To extend our observations regarding the functional potency of these antibodies we further analyzed their efficiency for complement-dependent cytotoxicity of HEp-2 cells infected with RSV. These antibodies were unable, however, to mediate efficient complement-dependent lysis of RSV-infected HEp-2 cells (Figure 3). The absence of complement-dependent cytotoxicity could be associated with the manufacturing process of IVIG preparations [23].

Figure 3

Complement-dependent cytotoxicity (CDC) activity.

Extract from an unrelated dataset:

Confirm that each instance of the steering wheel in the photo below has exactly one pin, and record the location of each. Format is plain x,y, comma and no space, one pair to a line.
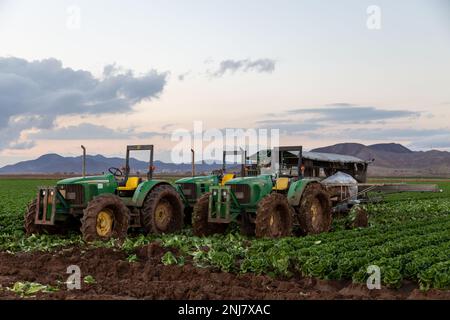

The RSV infected Hep-2 cells were used, as target cells and rabbit complement serum was the source of complement. The cells were incubated with various concentrations of IVIg (line with circle), anti-RSV G IgG (line with square) and anti-RSV F IgG (line with blank circle), in triplicates. Data were analyzed by two-way ANOVA followed by Bonferroni test for comparison between IVIg, anti-RSV G IgG and anti-RSV F IgG treated cells. Results are mean ± standard error of values obtained in three independent experiments. ns: non-significant.

Conclusion

This study clearly demonstrates that in addition to previously identified pathogen-specific antibodies; IVIg also contains antibodies against RSV. The presence of anti-RSV antibodies in IVIg is undoubtedly related to the wide spread prevalence of the virus across the globe. Functionally potent RSV-specific antibodies can be concentrated from IVIg by using affinity chromatography. These concentrated antibodies display higher functional potency than native preparations. Mixed types of infections are common in children infected with RSV [24]. MAbs that are highly specific for RSV cannot control mixed infections in susceptible patients. In this context, IVIg has an advantage as it contains antibodies to large number of viral and bacterial pathogens including RSV and can provide broad-spectrum protective shield to RSV-infected patients. This information can be utilized to artificially enrich immunoglobulin preparations for the prophylaxis of mixed infections. However, the low yield of affinity-purified antibodies may limit the preparation process of such specialized products. This can be overcome by enriching the IVIg preparations by addition of monoclonal anti-RSV G MAbs with defined effector functions. The limitation of our study is not being able to extend our observation in the PBMCs from pediatric subjects because of the ethical issues in obtaining the blood samples. It is likely that pediatric subjects and adults may show variation in the magnitude of ADCC. However, it has been illustrated that ADCC by neonatal cells is comparable to that of adults [25] and can be further enhanced by pharmacologic means [25], [26]. Taken together, we believe that this report provides the basis for future studies on immunoglobulin prophylaxis against mixed infections.